One: All-Ireland Constituent Assembly

The lack of democracy is at the root of the National issue. The restoration of democracy without any influence from the British would secure a way forward. There cannot be two different sets of questions posed in the two parts of Ireland to determine a way forward for the entire country as was tried under the Stormont Agreement. The Irish people, acting as a unit, must be free to exercise their national right to self-determination. Towards that end Republican Sinn Féin calls for the establishment of a Constituent Assembly representative of the whole people of Ireland and elected by the suffrage of the adult population. The Assembly would have the sole function of drafting a new Constitution and would have six months to complete its work. The agreed constitution would be submitted to the people in referendum for acceptance or rejection.

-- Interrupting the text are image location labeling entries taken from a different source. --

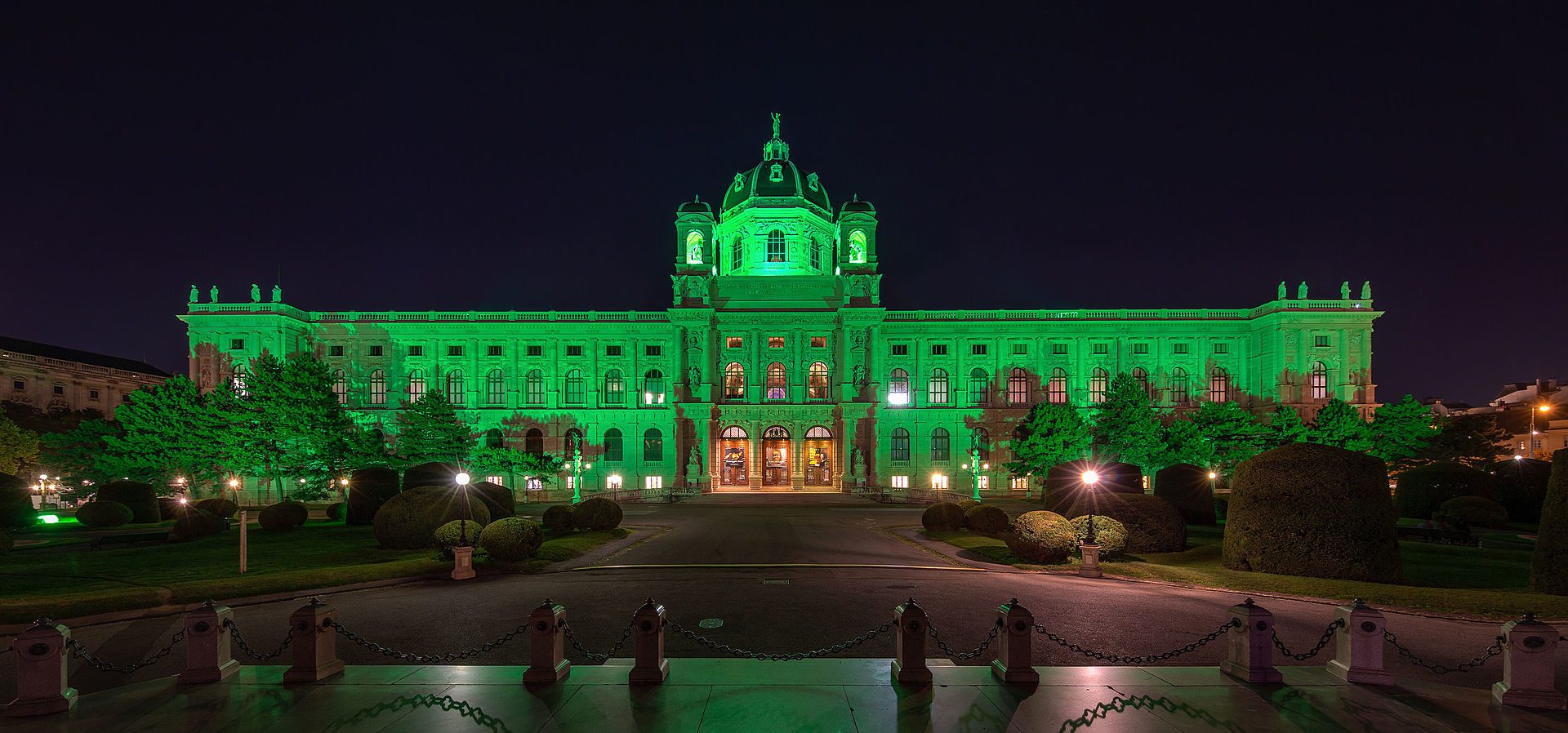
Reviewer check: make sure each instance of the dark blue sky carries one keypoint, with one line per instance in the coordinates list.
(1058, 155)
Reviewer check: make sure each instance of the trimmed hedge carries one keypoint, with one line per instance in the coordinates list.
(104, 514)
(511, 540)
(596, 513)
(1549, 564)
(559, 519)
(1316, 511)
(1421, 491)
(1041, 538)
(1109, 535)
(368, 491)
(410, 521)
(942, 518)
(1189, 489)
(985, 519)
(141, 500)
(1474, 511)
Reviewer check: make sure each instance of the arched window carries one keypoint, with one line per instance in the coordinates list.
(494, 387)
(1018, 385)
(778, 383)
(416, 385)
(734, 381)
(693, 248)
(901, 443)
(612, 445)
(979, 385)
(817, 381)
(533, 387)
(653, 387)
(653, 445)
(574, 387)
(899, 387)
(613, 387)
(1319, 381)
(775, 247)
(940, 443)
(1218, 385)
(378, 387)
(938, 387)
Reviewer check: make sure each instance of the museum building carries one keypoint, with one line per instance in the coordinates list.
(777, 366)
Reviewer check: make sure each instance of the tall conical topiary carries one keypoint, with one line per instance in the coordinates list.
(1549, 566)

Republican Sinn Féin believes that drafting a new 32-County Constitution would be more democratic, just and lasting than amending an existing flawed 26-county document. Furthermore, an open democratic forum would be more meaningful to the Irish people today than meetings behind closed doors between politicians who have failed the people so often. All elements of Irish society would be free to contest the election for the Assembly. The internal relations of the Irish people with one another and their external relations with Europe and the world at large would be determined through free and open debate. As a contribution to that debate, Sinn Féin Poblachtach has prepared a set of proposals — ÉIRE NUA — which outlines the basis for a new Constitution in a federally structured Ireland. Such structures will be necessary to ensure justice for all, including the 18% of the national population who have supported the unionist position.

Two: Declaration of Intent to Withdraw from Ireland

Prior to the setting up of the Assembly, the British Government must declare that it will withdraw its forces and establishment from Ireland within twelve months of the adoption of a new Constitution by the people of Ireland. Can the British government statement of November 9, 1990 by Cabinet Minister Peter Brooke that Britain has “no selfish or economic of economic interest” in staying in Ireland be interpreted as a political declaration of intent to withdraw? If it can, then the British must prove their sincerity by publicly committing themselves to withdraw from Ireland after the Irish people have adopted a new Constitution.

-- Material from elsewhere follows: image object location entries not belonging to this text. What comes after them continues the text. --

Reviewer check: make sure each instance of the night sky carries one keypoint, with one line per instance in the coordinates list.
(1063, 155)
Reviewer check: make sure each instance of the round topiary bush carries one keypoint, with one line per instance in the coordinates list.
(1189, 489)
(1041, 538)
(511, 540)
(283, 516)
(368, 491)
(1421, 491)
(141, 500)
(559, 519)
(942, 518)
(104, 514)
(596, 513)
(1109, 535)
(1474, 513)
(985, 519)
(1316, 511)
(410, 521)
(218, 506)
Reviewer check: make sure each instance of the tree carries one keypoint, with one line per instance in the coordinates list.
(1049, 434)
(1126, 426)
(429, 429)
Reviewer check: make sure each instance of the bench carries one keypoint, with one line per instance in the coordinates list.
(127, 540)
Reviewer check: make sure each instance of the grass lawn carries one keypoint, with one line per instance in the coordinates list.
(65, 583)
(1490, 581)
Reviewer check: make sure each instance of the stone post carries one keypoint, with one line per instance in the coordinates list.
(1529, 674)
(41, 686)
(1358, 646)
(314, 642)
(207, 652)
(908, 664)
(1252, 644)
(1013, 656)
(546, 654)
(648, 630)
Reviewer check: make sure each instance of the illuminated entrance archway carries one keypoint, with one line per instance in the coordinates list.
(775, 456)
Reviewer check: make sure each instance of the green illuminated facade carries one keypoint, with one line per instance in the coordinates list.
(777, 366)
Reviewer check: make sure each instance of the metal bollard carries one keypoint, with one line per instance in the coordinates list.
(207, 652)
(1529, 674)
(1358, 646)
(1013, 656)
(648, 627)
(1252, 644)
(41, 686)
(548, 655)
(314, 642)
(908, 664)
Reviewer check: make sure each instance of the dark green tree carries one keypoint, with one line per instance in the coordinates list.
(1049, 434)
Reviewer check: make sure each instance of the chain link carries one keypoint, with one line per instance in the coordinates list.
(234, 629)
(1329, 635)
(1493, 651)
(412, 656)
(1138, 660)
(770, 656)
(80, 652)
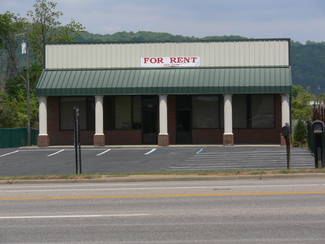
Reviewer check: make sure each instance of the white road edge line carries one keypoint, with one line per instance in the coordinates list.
(151, 151)
(50, 155)
(6, 154)
(103, 152)
(73, 216)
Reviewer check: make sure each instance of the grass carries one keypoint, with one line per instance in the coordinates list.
(164, 173)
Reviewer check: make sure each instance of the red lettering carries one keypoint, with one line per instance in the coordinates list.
(160, 61)
(187, 60)
(194, 59)
(172, 60)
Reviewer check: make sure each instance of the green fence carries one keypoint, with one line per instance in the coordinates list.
(16, 137)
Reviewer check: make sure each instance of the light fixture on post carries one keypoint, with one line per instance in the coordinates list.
(24, 50)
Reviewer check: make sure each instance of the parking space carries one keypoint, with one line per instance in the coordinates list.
(48, 161)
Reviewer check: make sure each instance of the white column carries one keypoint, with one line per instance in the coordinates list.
(228, 114)
(99, 116)
(43, 116)
(285, 101)
(163, 120)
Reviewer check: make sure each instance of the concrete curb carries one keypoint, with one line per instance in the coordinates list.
(148, 178)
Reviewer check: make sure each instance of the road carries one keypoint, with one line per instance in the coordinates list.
(49, 161)
(243, 211)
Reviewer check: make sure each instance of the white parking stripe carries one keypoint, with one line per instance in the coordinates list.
(151, 151)
(6, 154)
(103, 152)
(50, 155)
(73, 216)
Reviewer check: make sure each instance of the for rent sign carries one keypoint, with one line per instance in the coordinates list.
(170, 61)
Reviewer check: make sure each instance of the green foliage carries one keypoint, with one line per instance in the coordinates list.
(301, 108)
(148, 36)
(10, 27)
(45, 27)
(308, 65)
(300, 134)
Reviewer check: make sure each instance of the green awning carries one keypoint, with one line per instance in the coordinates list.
(165, 81)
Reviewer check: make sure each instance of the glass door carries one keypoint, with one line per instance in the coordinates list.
(183, 119)
(150, 114)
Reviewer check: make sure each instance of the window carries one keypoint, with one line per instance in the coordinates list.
(262, 111)
(251, 111)
(86, 112)
(122, 112)
(123, 116)
(205, 111)
(239, 111)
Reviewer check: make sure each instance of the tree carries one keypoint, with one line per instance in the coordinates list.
(11, 25)
(45, 27)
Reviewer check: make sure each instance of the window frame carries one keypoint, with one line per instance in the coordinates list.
(88, 104)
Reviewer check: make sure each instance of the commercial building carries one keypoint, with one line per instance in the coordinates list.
(225, 92)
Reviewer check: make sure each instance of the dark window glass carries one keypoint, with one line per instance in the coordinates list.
(262, 111)
(205, 111)
(86, 112)
(122, 112)
(239, 111)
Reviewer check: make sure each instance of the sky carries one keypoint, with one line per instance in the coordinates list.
(300, 20)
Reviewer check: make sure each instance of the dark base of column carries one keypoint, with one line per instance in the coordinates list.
(99, 140)
(43, 141)
(163, 140)
(282, 141)
(228, 140)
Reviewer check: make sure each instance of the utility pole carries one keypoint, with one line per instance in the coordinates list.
(25, 50)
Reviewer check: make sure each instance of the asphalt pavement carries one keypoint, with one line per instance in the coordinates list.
(61, 160)
(244, 211)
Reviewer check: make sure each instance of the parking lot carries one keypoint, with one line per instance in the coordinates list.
(61, 160)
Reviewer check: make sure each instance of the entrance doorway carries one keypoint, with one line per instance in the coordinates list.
(149, 118)
(183, 119)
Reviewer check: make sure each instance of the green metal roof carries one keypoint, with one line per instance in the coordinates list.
(165, 81)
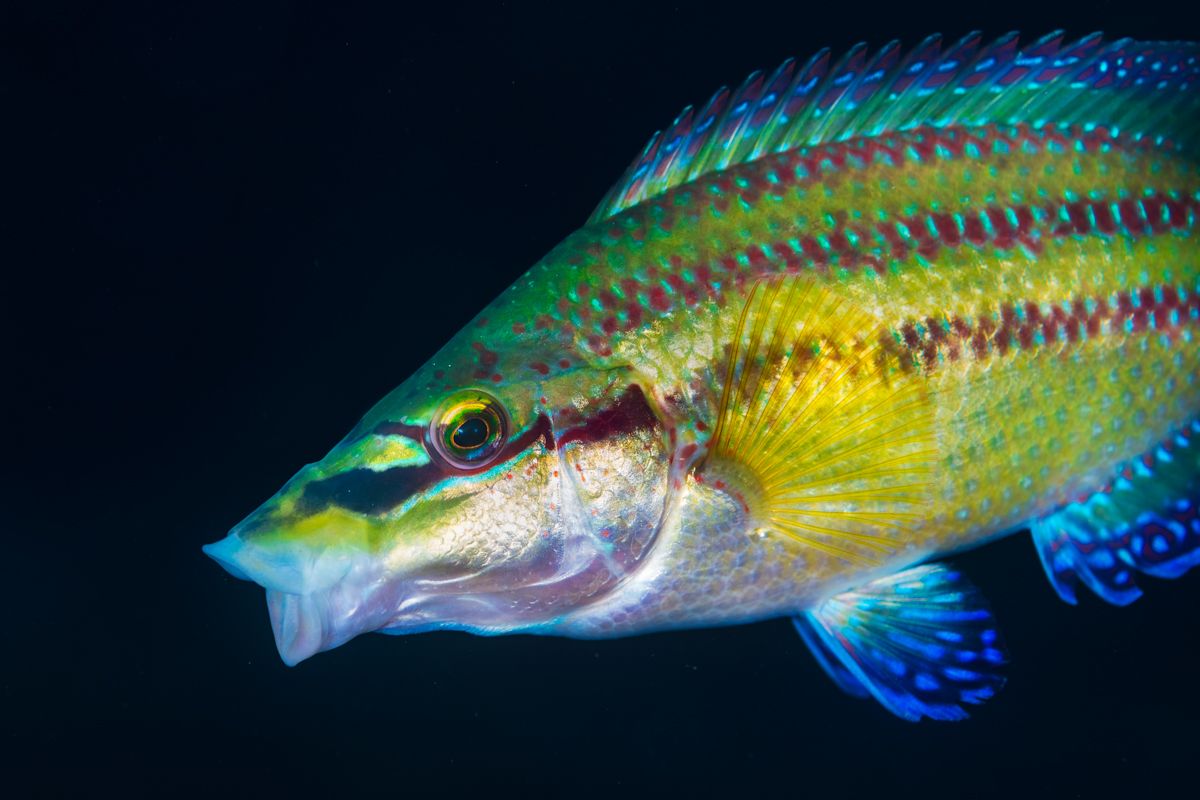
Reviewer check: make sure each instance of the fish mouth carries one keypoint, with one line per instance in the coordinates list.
(291, 570)
(303, 589)
(299, 623)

Three: Towards a New Ireland

Coupled with the two above-mentioned proposals there must be an amnesty for all political prisoners and people on the wanted list. The British have already agreed to this therefore it is not an insurmountable obstacle. The fact is thousands have endured great hardship – from imprisonment to the deaths of the twelve hunger strikers and gross injustices inflicted on people who only sought the freedom of their country. All political prisoners must be released one month prior to the election of a Constituent Assembly.

Given the acceptance of the above three proposals, there would be no necessity for the continuance of armed struggle. All elements, including the British, engaged in such activities should cease action immediately on acceptance of these proposals. By so doing, a new spirit of freedom would pervade the country and the Irish people could, at long last enter into a dialogue of genuine discussion to fashion the Ireland of the future.

Failure to adopt these proposals will prolong the current situation in regard to the continued British presence and will lead to further loss of life, police harassment of the people, political prisoners languishing in jail and an ever-widening gap between rich and poor. Such conditions cannot be allowed to continue.